Stefano Pioli: “Jangan Bertele-tele, Ada Kekecewaan Besar!”

Skuad AC Milan
Photo: acmilan.com

Berita AC Milan – Tugas berat mesti dijalankan I Rossoneri setelah tertinggal defisit 2 gol di leg pertama babak semifinal Liga Champions melawan Inter. Sayangnya, di laga leg dua ini AC Milan gagal membalikkan keadaan, meski Rafael Leao telah kembali bermain.

Pemain internasional Portugal itu memiliki peluang terbaik dengan tendangan sudut yang meluncur ke dasar tiang jauh di babak pertama. Namun demikian Mike Maignan juga harus melakukan beberapa penyelamatan besar atas peluang para pemain Inter.

Lautaro Martinez memastikan tiket ke final Liga Champions dengan penyelesaian cerdas di dasar tiang dekat setelah umpan pemain pengganti Romelu Lukaku dari dalam kotak penalti.

“Ada kekecewaan besar, mari kita tidak bertele-tele. Itu adalah perjalanan yang hebat dan tidak ada tim yang keluar di babak penyisihan grup musim lalu yang bisa mencapai semifinal dengan mengalahkan tim seperti Tottenham dan Napoli, tapi kami masih ingin mencapai Final,” kata Pioli kepada Sport Mediaset.

“Ada juga kekecewaan karena sayangnya kami merusak semifinal di 15 menit pertama leg pertama. Selebihnya, kami menghadapi tim yang sangat kuat dan sebagian besar siap untuk tugas itu. Kami memiliki beberapa peluang untuk memecah kebuntuan malam ini dan itu mungkin bisa membantu, tapi mungkin tidak cukup.

“Saya tidak bisa mencela pemain saya untuk apa pun, karena mereka telah memberikan segalanya, kami mencoba dengan gaya sepak bola kami dan semua energi yang tersisa. Sekarang kami harus mengakhiri musim dengan baik, karena sayang sekali jika tidak melakukannya.”

Ini adalah Derby della Madonnina keempat berturut-turut yang membuat Milan kalah pada 2023, antara Serie A, Supercoppa Italiana, dan Liga Champions, semuanya tanpa mencetak satu gol pun.

 

Itu adalah rekor terburuk dalam sejarah Rossoneri, gagal mencetak gol dalam empat pertemuan.

“Jika Anda memulai semifinal dan tertinggal 2-0 setelah 12 menit, itu akan membuat perbedaan besar. Memang benar bahwa hasil akhir memengaruhi penilaian atas penampilan, tetapi saya pikir malam ini jauh lebih dekat dengan paruh kedua leg pertama, sebagian besar sangat seimbang dan kami tidak memanfaatkan peluang kami. Itulah batasan kami dalam dua pertandingan ini.
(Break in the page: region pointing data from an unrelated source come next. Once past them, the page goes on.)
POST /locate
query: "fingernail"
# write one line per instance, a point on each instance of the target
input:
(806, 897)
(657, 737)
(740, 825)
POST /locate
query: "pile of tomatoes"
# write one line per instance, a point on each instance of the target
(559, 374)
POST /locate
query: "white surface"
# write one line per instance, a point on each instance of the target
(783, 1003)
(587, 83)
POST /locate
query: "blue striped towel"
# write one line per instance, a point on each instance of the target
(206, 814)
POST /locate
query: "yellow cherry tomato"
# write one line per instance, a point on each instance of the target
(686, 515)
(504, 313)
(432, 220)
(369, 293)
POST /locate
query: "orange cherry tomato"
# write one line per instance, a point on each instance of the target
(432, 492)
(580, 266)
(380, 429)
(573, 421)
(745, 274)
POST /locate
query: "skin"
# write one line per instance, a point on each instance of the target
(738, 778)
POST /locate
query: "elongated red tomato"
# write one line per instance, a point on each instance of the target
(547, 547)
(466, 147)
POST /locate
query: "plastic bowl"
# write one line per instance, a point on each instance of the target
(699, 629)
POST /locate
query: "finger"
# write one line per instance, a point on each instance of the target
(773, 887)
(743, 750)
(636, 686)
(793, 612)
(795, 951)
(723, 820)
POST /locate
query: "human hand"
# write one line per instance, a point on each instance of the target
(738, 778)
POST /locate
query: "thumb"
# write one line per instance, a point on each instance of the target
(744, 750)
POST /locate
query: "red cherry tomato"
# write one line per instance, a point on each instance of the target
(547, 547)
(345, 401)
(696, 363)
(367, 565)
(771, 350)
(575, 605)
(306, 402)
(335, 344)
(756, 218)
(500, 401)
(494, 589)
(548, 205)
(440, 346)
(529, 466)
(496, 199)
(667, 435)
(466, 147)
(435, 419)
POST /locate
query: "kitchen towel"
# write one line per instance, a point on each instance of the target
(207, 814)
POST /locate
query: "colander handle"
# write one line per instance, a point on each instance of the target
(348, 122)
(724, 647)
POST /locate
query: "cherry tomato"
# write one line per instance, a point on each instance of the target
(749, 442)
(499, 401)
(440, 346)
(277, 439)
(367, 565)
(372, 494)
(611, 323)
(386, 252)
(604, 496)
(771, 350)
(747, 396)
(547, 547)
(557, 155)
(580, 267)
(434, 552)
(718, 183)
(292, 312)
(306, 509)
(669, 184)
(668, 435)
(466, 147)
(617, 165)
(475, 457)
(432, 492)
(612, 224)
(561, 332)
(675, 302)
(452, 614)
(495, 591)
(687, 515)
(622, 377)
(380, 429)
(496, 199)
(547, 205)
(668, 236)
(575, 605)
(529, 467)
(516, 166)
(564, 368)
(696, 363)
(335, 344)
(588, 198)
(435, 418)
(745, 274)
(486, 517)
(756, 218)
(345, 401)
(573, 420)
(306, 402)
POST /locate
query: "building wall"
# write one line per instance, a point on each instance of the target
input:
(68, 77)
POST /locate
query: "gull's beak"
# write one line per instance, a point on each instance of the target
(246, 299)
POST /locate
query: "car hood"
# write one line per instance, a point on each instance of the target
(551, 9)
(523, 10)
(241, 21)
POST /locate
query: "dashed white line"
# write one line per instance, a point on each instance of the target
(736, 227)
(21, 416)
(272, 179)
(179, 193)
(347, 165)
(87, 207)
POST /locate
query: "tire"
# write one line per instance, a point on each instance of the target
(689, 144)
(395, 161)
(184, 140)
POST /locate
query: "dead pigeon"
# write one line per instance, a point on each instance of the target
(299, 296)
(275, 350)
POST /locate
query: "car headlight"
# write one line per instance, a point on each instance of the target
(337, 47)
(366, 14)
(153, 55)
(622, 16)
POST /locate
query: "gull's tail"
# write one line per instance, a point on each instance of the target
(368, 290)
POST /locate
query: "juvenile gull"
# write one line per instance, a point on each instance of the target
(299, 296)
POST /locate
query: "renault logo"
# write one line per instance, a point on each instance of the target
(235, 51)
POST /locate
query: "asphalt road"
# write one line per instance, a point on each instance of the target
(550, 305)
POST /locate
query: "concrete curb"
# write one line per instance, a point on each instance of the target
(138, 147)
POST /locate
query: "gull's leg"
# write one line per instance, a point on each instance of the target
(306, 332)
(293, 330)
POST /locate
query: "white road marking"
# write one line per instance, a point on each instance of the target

“Kami tidak berbahaya di depan seperti biasanya, yang disebabkan oleh soliditas pertahanan Inter, tetapi juga karena kami tidak meningkatkan tempo dan tidak cukup tepat dalam passing kami. Pada level ini, Anda perlu menaikkan standar dan kami mencoba segalanya, tetapi tidak cukup tajam. Inter cenderung mencetak peluang pertama melawan kami, sedangkan kami tidak melakukan hal yang sama.”

Pioli tidak melakukan pergantian pemain sampai setelah Inter memimpin malam ini pada menit ke-74.

“Saya sedang mempersiapkan perubahan ketika mereka mencetak gol. Tim mengontrol bola dengan baik dan kami beberapa kali mencapai tepi area mereka, tetapi kami kurang presisi dan kualitas untuk memanfaatkan situasi tersebut. Kemudian saat kami mempersiapkan pergantian pemain, gol datang dan berakhir di sana.” tutupnya.

Sekarang satu-satunya harapan AC Milan untuk menyelamatkan musim yang mengecewakan adalah mengamankan finis empat besar dan lolos ke Liga Champions musim depan, sebuah penurunan nyata setelah memenangkan Scudetto musim lalu.